Dad moved forward. “This is my crew. You work for me and so does Tara. I told her to run the Shear, and she will run it.”

They shouted at each other for fifteen minutes. It was different from the fights they’d had before—this was unrestrained somehow, hateful. I’d never seen anyone yell at my father like that, and I was astonished by, then afraid of, the change it wrought in his features. His face transformed, becoming rigid, desperate. Shawn had awoken something in Dad, some primal need. Dad could not lose this argument and save face. If I didn’t run the Shear, Dad would no longer be Dad.

Shawn leapt forward and shoved Dad hard in the chest. Dad stumbled backward, tripped and fell. He lay in the mud, shocked, for a moment, then he climbed to his feet and lunged toward his son. Shawn raised his arms to block the punch, but when Dad saw this he lowered his fists, perhaps remembering that Shawn had only recently regained the ability to walk.

“I told her to do it, and she will do it,” Dad said, low and angry. “Or she won’t live under my roof.”

Shawn looked at me. For a moment, he seemed to consider helping me pack—after all, he had run away from Dad at my age—but I shook my head. I wasn’t leaving, not like that. I would work the Shear first, and Shawn knew it. He looked at the Shear, then at the pile next to it, about fifty thousand pounds of iron. “She’ll do it,” he said.

Dad seemed to grow five inches. Shawn bent unsteadily and lifted a piece of heavy iron, then heaved it toward the Shear.

“Don’t be stupid,” Dad said.

“If she’s doing it, I’m doing it,” Shawn said. The fight had left his voice. I’d never seen Shawn give way to Dad, not once, but he’d decided to lose this argument. He understood that if he didn’t submit, I surely would.

“You’re my foreman!” Dad shouted. “I need you in Oneida, not mucking with scrap!”

“Then shut down the Shear.”

Dad walked away cursing, exasperated, but probably thinking that Shawn would get tired and go back to being foreman before supper. Shawn watched Dad leave, then he turned to me and said, “Okay, Siddle Liss. You bring the pieces and I’ll feed them through. If the iron is thick, say a half inch, I’ll need your weight on the back to keep me from getting tossed into the blades. Okay?”

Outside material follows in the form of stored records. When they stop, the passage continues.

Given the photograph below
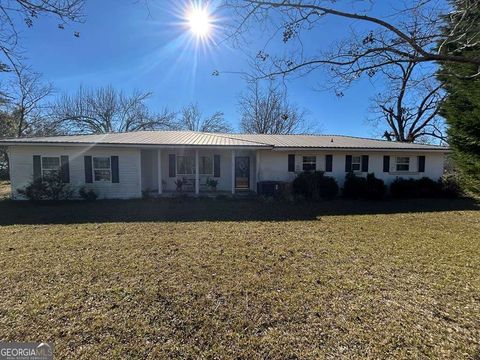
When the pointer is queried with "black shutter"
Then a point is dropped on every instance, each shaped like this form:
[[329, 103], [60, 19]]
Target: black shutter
[[386, 163], [348, 163], [291, 162], [88, 169], [37, 167], [421, 164], [216, 165], [115, 170], [65, 169], [171, 165], [364, 163], [328, 163]]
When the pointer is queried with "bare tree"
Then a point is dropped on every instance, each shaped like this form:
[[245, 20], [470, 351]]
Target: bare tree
[[106, 110], [193, 120], [409, 34], [269, 112], [14, 11], [409, 105], [26, 102]]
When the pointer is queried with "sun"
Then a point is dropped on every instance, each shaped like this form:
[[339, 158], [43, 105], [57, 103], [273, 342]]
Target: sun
[[199, 21]]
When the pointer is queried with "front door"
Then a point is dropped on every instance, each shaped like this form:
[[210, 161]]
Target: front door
[[242, 173]]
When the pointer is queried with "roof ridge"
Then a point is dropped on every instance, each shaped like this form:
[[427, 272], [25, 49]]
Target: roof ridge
[[235, 138]]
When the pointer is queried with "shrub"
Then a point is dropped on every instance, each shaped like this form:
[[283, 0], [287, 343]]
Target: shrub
[[48, 188], [87, 195], [423, 188], [370, 187], [315, 185]]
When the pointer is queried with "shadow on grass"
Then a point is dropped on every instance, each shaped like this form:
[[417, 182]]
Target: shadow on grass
[[192, 210]]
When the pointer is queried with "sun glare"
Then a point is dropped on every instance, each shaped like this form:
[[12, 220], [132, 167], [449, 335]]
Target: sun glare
[[199, 21]]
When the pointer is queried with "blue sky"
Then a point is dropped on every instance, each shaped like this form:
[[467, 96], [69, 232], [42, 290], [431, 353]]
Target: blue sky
[[122, 44]]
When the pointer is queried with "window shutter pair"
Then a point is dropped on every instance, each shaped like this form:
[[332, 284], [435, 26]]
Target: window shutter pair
[[328, 163], [64, 168], [172, 165], [364, 165], [114, 163]]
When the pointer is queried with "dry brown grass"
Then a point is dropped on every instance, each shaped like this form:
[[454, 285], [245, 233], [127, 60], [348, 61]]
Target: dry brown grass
[[399, 285]]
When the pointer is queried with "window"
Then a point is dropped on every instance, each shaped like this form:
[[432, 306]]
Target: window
[[206, 165], [50, 166], [403, 163], [309, 163], [102, 170], [185, 165], [356, 163]]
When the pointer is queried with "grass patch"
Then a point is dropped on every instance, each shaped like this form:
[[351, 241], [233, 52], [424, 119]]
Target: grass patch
[[4, 190], [242, 279]]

Shawn and I ran the Shear for a month. Dad was too stubborn to shut it down, even though it cost him more to have his foreman salvaging than it would have cost him to cut the iron with torches. When we finished, I had some bruises but I wasn’t hurt. Shawn seemed bled of life. It had only been a few months since his fall from the pallet, and his body couldn’t take the wear. He was cracked in the head many times when a length of iron bucked at an unexpected angle. When that happened he’d sit for a minute in the dirt, his hands over his eyes, then he’d stand and reach for the next length. In the evenings he lay on the kitchen floor in his stained shirt and dusty jeans, too weary even to shower.

I fetched all the food and water he asked for. Sadie came most evenings, and the two of us would run side by side when he sent us for ice, then to remove the ice, then to put the ice back in. We were both Fish Eyes.

The next morning Shawn and I would return to the Shear, and he would feed iron through its jaws, which chewed with such force that it pulled him off his feet, easily, playfully, as if it were a game, as if he were a child.